Companies deep into social intelligence, specifically look for people writing that word on social media.
Quite a few people actually announced they were leaving Apple Music before the trial ended.
A large amount of them were writing a ‘note to self’ for the future, but a similarly large amount were saying they don’t like Apple’s playlists – they prefer Spotify’s works-like-magic system.
Spotify, on average, saw about three or four times the amount of ‘cord cutting’ mentions than Apple Music on a daily basis.
Many were specifically citing the lack of Taylor Swift as the reason behind their discontent.
However, when the fateful ‘Cancel Apple Music Day’ arrived, the number of Apple Music quitters spiked. It spiked almost as high as the number of Spotify quitters on Apple Music’s launch.

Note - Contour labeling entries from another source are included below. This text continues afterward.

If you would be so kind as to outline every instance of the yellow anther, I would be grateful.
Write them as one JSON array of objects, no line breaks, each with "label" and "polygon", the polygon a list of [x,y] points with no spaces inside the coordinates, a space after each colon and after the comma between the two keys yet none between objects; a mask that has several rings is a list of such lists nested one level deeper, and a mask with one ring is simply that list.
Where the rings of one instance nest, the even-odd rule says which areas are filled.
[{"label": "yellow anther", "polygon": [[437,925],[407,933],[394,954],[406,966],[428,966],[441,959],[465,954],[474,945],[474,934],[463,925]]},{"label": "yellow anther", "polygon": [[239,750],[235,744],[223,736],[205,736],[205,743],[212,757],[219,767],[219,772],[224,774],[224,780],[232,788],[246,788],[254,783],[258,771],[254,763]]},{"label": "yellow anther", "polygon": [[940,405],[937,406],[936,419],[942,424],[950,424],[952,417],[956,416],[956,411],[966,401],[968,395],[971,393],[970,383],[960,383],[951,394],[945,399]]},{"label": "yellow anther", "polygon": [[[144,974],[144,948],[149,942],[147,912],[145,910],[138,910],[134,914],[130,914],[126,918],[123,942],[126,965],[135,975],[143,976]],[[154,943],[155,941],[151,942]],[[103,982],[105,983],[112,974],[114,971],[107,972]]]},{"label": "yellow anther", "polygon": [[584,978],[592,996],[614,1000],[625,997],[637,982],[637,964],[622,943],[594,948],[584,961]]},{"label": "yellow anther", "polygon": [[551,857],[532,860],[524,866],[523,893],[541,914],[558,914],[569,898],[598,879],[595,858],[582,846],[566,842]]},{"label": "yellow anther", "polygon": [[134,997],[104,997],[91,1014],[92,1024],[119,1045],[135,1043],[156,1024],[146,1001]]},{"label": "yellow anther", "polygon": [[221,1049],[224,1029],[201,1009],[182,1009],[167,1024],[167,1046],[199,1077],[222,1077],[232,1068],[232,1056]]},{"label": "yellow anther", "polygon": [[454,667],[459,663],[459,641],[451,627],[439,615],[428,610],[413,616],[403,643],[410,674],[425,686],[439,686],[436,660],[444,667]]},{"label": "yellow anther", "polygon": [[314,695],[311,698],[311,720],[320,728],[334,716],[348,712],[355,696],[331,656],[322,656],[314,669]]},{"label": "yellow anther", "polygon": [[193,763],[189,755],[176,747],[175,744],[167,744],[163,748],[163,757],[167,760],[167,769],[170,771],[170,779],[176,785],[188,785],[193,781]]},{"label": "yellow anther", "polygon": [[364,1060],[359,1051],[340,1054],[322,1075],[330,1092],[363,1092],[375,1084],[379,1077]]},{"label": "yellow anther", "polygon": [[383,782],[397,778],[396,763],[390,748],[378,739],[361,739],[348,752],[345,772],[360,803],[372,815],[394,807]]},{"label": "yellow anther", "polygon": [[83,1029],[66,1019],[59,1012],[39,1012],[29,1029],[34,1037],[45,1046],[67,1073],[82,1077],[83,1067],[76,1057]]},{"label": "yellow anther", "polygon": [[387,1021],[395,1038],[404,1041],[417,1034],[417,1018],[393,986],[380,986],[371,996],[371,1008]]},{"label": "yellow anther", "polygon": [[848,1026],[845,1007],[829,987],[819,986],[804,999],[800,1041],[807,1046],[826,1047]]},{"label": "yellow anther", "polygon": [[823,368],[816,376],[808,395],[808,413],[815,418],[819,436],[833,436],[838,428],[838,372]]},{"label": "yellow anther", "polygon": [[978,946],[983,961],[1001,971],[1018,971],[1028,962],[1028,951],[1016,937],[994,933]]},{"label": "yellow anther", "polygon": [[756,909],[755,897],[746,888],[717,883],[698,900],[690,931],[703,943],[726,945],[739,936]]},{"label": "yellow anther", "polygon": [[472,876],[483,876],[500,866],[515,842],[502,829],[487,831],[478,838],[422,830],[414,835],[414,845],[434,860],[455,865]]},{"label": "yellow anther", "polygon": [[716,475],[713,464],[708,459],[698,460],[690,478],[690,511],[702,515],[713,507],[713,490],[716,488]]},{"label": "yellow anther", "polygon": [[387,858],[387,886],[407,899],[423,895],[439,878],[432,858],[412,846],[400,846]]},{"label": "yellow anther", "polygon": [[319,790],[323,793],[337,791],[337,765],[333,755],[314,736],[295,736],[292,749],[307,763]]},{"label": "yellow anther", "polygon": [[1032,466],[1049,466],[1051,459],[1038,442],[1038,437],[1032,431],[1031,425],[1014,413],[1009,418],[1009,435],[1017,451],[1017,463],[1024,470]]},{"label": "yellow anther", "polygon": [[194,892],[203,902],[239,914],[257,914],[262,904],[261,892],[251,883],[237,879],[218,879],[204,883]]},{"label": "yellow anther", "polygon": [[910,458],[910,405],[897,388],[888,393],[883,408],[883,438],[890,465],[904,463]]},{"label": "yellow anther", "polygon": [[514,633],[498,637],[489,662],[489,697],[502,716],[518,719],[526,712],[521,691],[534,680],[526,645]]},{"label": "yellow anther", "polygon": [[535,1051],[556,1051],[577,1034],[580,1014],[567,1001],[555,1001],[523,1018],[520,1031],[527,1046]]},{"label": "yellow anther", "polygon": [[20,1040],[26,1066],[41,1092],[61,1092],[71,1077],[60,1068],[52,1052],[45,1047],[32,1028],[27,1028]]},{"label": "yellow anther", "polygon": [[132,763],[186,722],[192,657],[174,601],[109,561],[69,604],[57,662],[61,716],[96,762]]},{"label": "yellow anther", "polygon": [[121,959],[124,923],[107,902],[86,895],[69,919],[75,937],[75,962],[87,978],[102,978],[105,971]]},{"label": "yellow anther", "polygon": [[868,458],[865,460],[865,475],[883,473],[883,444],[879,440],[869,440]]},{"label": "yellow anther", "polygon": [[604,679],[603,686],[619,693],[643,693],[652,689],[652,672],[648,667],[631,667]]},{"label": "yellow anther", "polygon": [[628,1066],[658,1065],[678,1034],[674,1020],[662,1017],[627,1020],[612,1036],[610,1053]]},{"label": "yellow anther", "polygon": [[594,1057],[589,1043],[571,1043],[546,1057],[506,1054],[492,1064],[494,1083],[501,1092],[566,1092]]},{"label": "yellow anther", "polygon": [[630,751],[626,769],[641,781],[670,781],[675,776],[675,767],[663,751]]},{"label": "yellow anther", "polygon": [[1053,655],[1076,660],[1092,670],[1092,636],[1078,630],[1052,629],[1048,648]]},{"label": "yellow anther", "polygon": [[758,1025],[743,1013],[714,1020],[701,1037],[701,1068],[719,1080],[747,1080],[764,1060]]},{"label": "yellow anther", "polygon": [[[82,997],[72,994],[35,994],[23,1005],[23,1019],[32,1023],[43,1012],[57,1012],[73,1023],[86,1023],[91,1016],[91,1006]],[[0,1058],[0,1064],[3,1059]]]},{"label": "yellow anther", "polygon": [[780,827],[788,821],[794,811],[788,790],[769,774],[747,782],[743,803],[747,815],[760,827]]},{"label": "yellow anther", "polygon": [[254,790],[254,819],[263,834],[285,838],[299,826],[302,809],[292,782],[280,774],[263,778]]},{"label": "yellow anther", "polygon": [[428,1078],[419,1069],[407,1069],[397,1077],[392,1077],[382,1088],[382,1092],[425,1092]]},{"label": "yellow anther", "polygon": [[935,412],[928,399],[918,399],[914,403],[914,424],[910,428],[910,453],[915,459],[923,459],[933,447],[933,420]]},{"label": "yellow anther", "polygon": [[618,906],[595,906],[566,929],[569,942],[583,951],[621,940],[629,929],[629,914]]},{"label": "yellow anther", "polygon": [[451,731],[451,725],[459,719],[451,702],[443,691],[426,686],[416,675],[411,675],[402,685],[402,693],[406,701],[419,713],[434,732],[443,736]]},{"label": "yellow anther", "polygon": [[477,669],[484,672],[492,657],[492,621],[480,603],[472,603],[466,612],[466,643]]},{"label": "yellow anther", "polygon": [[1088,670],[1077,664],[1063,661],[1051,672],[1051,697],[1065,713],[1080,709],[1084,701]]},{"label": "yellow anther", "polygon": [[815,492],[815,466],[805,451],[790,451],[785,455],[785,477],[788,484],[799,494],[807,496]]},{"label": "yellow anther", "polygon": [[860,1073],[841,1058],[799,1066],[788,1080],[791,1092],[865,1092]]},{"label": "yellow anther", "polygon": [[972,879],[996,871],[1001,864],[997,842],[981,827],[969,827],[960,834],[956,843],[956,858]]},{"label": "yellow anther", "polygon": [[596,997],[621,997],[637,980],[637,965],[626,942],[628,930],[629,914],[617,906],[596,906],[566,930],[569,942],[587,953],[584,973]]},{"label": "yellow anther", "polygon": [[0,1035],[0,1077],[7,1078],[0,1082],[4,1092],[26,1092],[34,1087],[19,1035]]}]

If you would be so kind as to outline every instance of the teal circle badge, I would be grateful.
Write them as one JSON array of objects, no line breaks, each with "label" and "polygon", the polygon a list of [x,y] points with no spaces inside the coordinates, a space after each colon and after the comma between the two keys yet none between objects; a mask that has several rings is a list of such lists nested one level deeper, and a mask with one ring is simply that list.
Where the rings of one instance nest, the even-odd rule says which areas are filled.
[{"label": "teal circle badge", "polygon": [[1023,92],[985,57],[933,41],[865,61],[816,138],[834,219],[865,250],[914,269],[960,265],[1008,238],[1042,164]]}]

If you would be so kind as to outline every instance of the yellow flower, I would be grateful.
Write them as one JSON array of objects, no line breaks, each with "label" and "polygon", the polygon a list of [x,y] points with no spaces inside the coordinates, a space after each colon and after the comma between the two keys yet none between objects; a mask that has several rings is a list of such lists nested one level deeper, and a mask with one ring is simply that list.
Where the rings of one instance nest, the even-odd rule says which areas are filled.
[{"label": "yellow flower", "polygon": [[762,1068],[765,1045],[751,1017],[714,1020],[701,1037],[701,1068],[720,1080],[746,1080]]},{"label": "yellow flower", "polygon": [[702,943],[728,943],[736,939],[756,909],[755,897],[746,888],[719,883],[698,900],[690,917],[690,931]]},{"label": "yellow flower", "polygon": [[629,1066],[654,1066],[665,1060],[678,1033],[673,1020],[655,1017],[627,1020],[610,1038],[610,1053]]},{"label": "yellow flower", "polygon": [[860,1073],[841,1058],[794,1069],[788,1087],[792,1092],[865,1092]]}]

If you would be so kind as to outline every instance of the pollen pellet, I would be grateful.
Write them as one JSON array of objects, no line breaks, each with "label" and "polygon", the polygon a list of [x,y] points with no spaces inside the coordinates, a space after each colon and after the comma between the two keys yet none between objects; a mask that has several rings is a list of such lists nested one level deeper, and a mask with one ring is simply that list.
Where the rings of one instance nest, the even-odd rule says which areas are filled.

The final totals from Jun 8 (Apple Music’s announcement) to Oct 1 (two days after ‘Cancel Apple Music Day’) were:
Apple Music Quitters: 4,839
Spotify Quitters: 8,331
Finally, a note about loyalists and fanboys. This is Spotify’s strong point.
Despite conclusively having more subscribers than Apple Music, they’re still perceived as the small guys. It’s why subscribers shower them with so much love on Twitter – and throw so much shade at Apple Music.
Hundreds of people said they’re ‘sticking with Spotify’ when Apple Music launched, but very few people said the same thing about Apple Music when the trial ended.
In fact, we found more conversation about people forgetting to cancel Apple Music, being obliged to continue using it.
We hope Spotify is listening to the criticism of Apple Music, but, judging by their Twitter feed, it’s clear they’re not. At least, they’re not letting users – or the public – know.
Spotify feels like team of bright people looking forward. They’re constantly pumping out genuinely exciting, innovative webapps and experiments.
We’ve had several people exclaim to us about how brilliant their ‘Discover Weekly’ playlist is. And, the UX is undeniably elegant.
Apple Music, by comparison, feels like it’s reaching back to a time where the the majority chunk of the music discourse was set by big labels, radio stations, and a handful of artists.
They might pull it off, but it’s too early to tell. Don’t touch that dial.